Pemerintah Kota (Pemko) Pematangsiantar menegaskan komitmennya dalam mengelola dana transfer dari pemerintah pusat secara transparan, akuntabel, dan tepat sasaran demi mendukung percepatan pembangunan serta kesejahteraan masyarakat.
Komitmen tersebut ditunjukkan dengan kehadiran Wali Kota Pematangsiantar Wesly Silalahi, SH, MKn dalam Rapat Koordinasi (Rakor) Asistensi dan Monitoring Penggunaan Tambahan Dana Transfer ke Daerah (TKD) Tahun 2026 yang dibuka Gubernur Sumatera Utara Muhammad Bobby Afif Nasution, SE, MM di Aula Raja Inal Siregar, Kantor Gubernur Sumatera Utara, Medan, Selasa (14/07/2026).
Dalam arahannya, Gubernur Bobby Nasution menegaskan pentingnya pemanfaatan tambahan Dana Transfer ke Daerah (TKD) secara efektif untuk mempercepat pemulihan wilayah yang terdampak bencana sekaligus mendorong pertumbuhan ekonomi masyarakat.
Bobby berharap alokasi TKD bagi Provinsi Sumatera Utara pada tahun 2027 tidak mengalami penurunan dan tetap setara dengan alokasi tahun 2026 yang telah dikembalikan pemerintah pusat.

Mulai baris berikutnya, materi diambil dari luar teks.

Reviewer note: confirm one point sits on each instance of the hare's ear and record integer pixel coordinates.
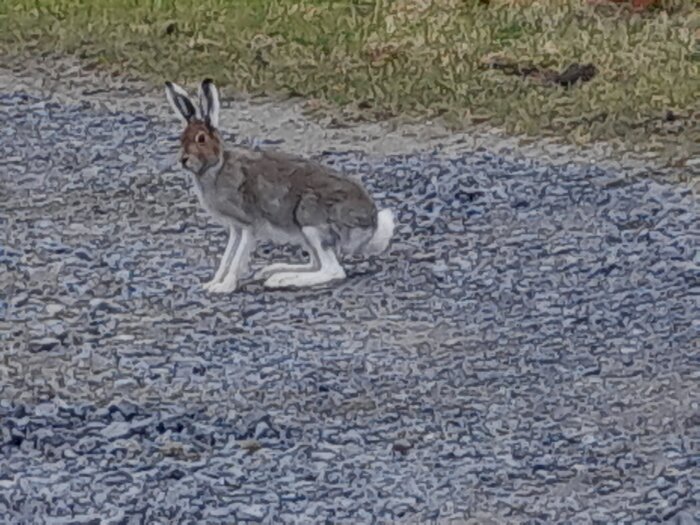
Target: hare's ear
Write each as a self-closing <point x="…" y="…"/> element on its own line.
<point x="180" y="102"/>
<point x="209" y="102"/>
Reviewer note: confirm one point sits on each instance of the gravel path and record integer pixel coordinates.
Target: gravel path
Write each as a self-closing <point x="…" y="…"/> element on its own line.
<point x="526" y="353"/>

“Kami berharap TKD tahun 2027 tetap sama seperti tahun 2026 agar proses rehabilitasi dan pembangunan di daerah terdampak bencana dapat terus berjalan optimal,” ujar Bobby.
Ia menjelaskan pemerintah pusat telah mengembalikan alokasi TKD untuk Sumatera Utara sekitar Rp6,35 triliun, dengan sekitar Rp1,1 triliun dialokasikan kepada Pemerintah Provinsi Sumatera Utara guna mendukung program rehabilitasi daerah terdampak bencana.
Gubernur juga mengingatkan seluruh pemerintah kabupaten dan kota agar tambahan anggaran tersebut benar-benar digunakan untuk program yang berdampak langsung kepada masyarakat, baik melalui pembangunan infrastruktur maupun program pemberdayaan masyarakat.
Sementara itu, Direktur Jenderal Bina Keuangan Daerah Kementerian Dalam Negeri, Dr. Drs. Agus Fatoni, M.Si, yang mengikuti rakor secara virtual, mengungkapkan pemerintah pusat telah menambah alokasi TKD sebesar Rp10,68 triliun bagi tiga provinsi terdampak bencana, yakni Sumatera Utara, Aceh, dan Sumatera Barat.
Ia mengapresiasi seluruh kepala daerah yang telah menyesuaikan APBD Tahun Anggaran 2026 melalui Peraturan Kepala Daerah sebagai langkah percepatan pemanfaatan tambahan dana tersebut agar manfaatnya segera dirasakan masyarakat.
Melalui keikutsertaan dalam rakor tersebut, Pemerintah Kota Pematangsiantar menegaskan kesiapannya mendukung kebijakan pemerintah pusat dan Pemerintah Provinsi Sumatera Utara dalam mengelola Dana Transfer ke Daerah secara optimal, transparan, serta berorientasi pada kepentingan masyarakat.
Wali Kota Wesly hadir didampingi Sekretaris Daerah Kota Pematangsiantar Junaedi Antonius Sitanggang, SSTP, M.Si, Kepala Badan Pengelolaan Keuangan dan Pendapatan Daerah Alwi Adrian Lumban Gaol, SSTP, serta Kepala Pelaksana BPBD Kota Pematangsiantar Dedy Idris Harahap, STP, M.Si.
Rakor turut dihadiri Wakil Gubernur Sumatera Utara Surya, jajaran Pemerintah Provinsi Sumatera Utara, Staf Khusus Kementerian Dalam Negeri Bidang Politik dan Media Kartosius Sinaga, serta para bupati dan wali kota se-Sumatera Utara sebagai bentuk penguatan sinergi antara pemerintah pusat, pemerintah provinsi, dan pemerintah daerah dalam mengoptimalkan penggunaan Dana Transfer ke Daerah bagi kepentingan masyarakat.